About us

Categories

Tags

Follow us on: X, LinkedIn

Initiated and Officially Supported by Tensormesh

When Open Source Meets Open Source: A Joint Effort Between LMCache and Mooncake

By

Baolong

and

LMCache Team

A collaboration story about LMCache multiprocess mode + MooncakeStore — From 0 to 1, from functional to optimized.


1. Before We Begin

Recently, the LMCache community and the Mooncake community carried out a series of valuable open-source collaborations around the Mooncake Store L2 adapter for LMCache MP (multiprocess) mode.

The main contributors include:

  • maobaolong (LMCache community maintainer): Built the initial integration from scratch, connecting LMCache MP mode -> MooncakeStore for the first time.
  • fangchizheng (fcczzz) (from the Mooncake open-source community): Contributed a series of key optimizations, including MooncakeStore RDMA pre-registration, batch operation support, and per-op worker pools.
  • chunxiaozheng (LMCache community maintainer): Provided critical review feedback in each PR and helped ensure code quality.

This was not a one-sided product delivery from a single company. It was a true joint development effort between two open-source communities: one side brought the framework and real-world usage scenarios, while the other brought the underlying engine and performance optimizations.

In this blog, we will look back on this collaboration and walk through the technical results that eventually landed.


2. Meet LMCache and Mooncake Store

2.1 What is LMCache?

LMCache is a middleware layer in the vLLM ecosystem focused on KV cache reuse and persistence. Its core goal is to “save” the KV cache generated during LLM inference, so prompts with the same prefix do not need to recompute the prefill stage. Instead, they can directly reuse historical KV cache, significantly reducing TTFT (Time-To-First-Token) and compute cost.

LMCache provides two storage layers:

  • L1: A KV cache pool in CPU shared memory — fast but volatile.
  • L2: A persistent secondary storage layer, such as NVMe, file systems, distributed KV stores, or object storage, connected through different L2 adapters.

2.2 What is Mooncake Store?

Mooncake is an open-source infrastructure project designed for distributed large-model inference. Within Mooncake, Mooncake Store serves as a distributed KV cache storage engine. It natively supports RDMA, zero-copy transfer, and multi-replica metadata management, and is positioned as a high-performance storage foundation for PD disaggregation/KV-centric inference architectures.

A simple way to summarize their roles:

ProjectRole
LMCacheThe manager and scheduler of KV cache: deciding what to store, what to retrieve, and which layer to place it in.
Mooncake StoreThe high-performance remote storage engine for KV cache: deciding how to store and retrieve it quickly and reliably.

3. LMCache MP Mode: Overall Architecture

Before diving into the details of this collaboration, let’s first take a brief look at the overall architecture of LMCache MP mode.

In MP (multiprocess) mode, LMCache is no longer loaded by vLLM in-process as a library.

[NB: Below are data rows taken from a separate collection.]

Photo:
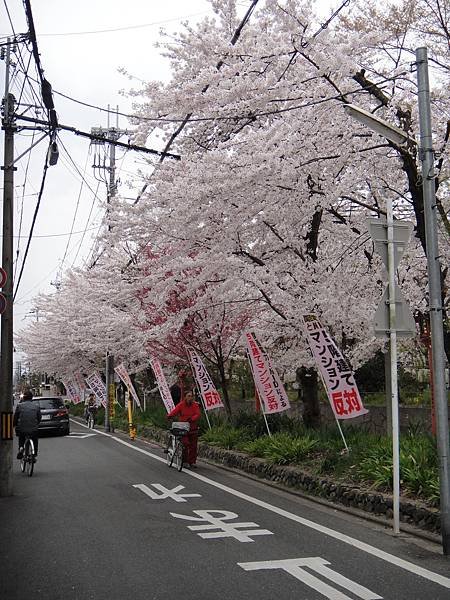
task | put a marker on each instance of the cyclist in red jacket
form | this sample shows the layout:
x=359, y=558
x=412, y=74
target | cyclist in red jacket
x=188, y=411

Instead, it runs as an independent process and communicates with vLLM workers through RPC(ZMQ). This fully separates KV cache management from the vLLM main process. This design brings three major benefits:

  1. Process isolation: Failures in LMCache do not affect the main vLLM process.
  2. Resource decoupling: CPU, memory, and I/O resources can be allocated to LMCache independently.
  3. Cross-instance sharing: Multiple vLLM instances can share the same LMCache service, forming a machine-level or even cluster-level KV cache pool.

3.1 Architecture Diagram

Diagram illustrating the overall architecture of LMCache in MP mode, detailing vLLM worker processes, the LMCache MP server, ZMQ RPC layer, store/lookup/retrieve functions, L1 and L2 management, and external storage backends.

A few key points:
1. The L1 Manager maintains a CPU shared-memory pool. All vLLM workers read from and write to the same L1 through RPC.
2. The StoreController asynchronously copies newly generated KV chunks from L1 to L2 in the background.
3. When LOOKUP hits in L2, the PrefetchController asynchronously pulls the data from L2 back into L1. vLLM can then fetch it through a RETRIEVE RPC.
4. The L2 Adapter layer is fully pluggable. Each storage backend is implemented as an independent adapter and integrated through the unified L2AdapterInterface. The mooncake_store adapter discussed in this blog is a new member of this layer.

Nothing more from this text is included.